In 1895, Brookside raised its operating capital to $500,000, and overhauled its Second Creek mill. The factory was extended from 210 feet to 350 ft, and a new weaving building was built adjacent to the main factory. The number of spindles was increased to 21,000, and the number of looms was increased to 650, quadrupling the mill's output from 3 million yards of fabric per year to 12 million. After Tuttle left in 1898, James Maynard, son of former congressman Horace Maynard, was named president.

By the early 1900s, the textile industry had become Knoxville's largest employer served by the since-defunct trolley route along North Central Ave with the Oklahoma Ave station, which contributed to the emergence of the Happy Holler Historic District. While Knoxville Woolen Mills had the larger factory, Brookside's 1,200 employees represented the city's largest workforce. The father of movie director Clarence Brown was general manager of the Brookside Mills in the first decade of the 20th century.
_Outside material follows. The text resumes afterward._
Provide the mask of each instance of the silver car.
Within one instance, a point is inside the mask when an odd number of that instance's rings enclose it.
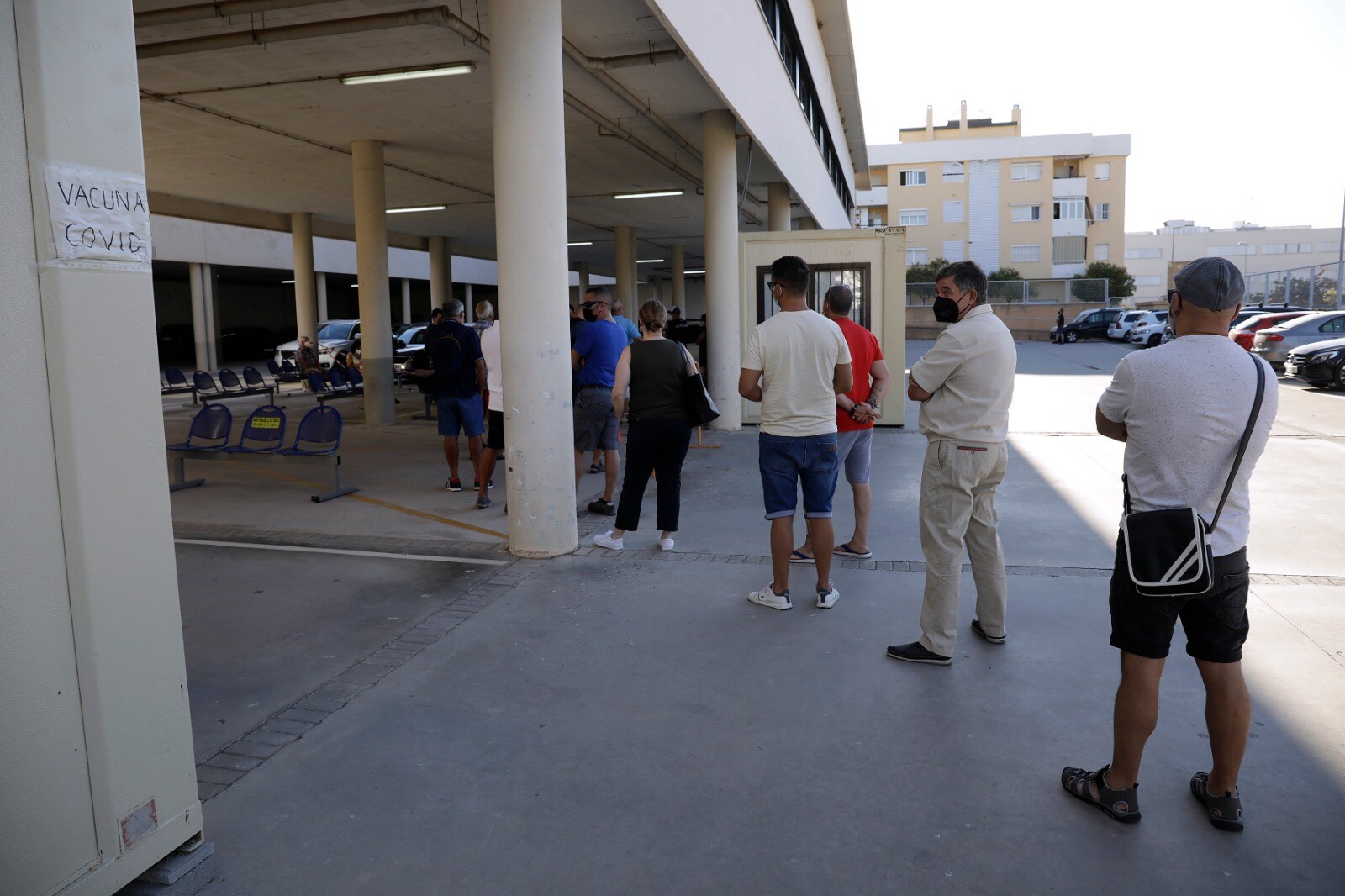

Photographer Lewis Hine visited Brookside Mills in 1910 as part of his assignment as an investigative photographer documenting the working conditions of child workers for the National Child Labor Committee. Several of his photographs of Brookside's youthful workers survive.

After World War II increasing foreign competition and the high costs of modernization doomed the city's textile factories. After Cherokee Mills and Venus Hosiery closed in 1954, the city offered Brookside $350,000 in tax incentives to keep its factory open. The company cut salaries and gradually reduced its workforce before finally shutting down in 1956.

Weaving operations continued in some form at the Brookside factory until 1969. In 1996 the buildings were demolished. The site remained vacant until recent years when Holston Gases built a facility on the site.

In October 2011, Holston Gases announced their intention to move their Knoxville gas facility to the former Brookside Mills site. The $10 million project was forecasted to produce between 20 and 30 new jobs. This business is now in operation.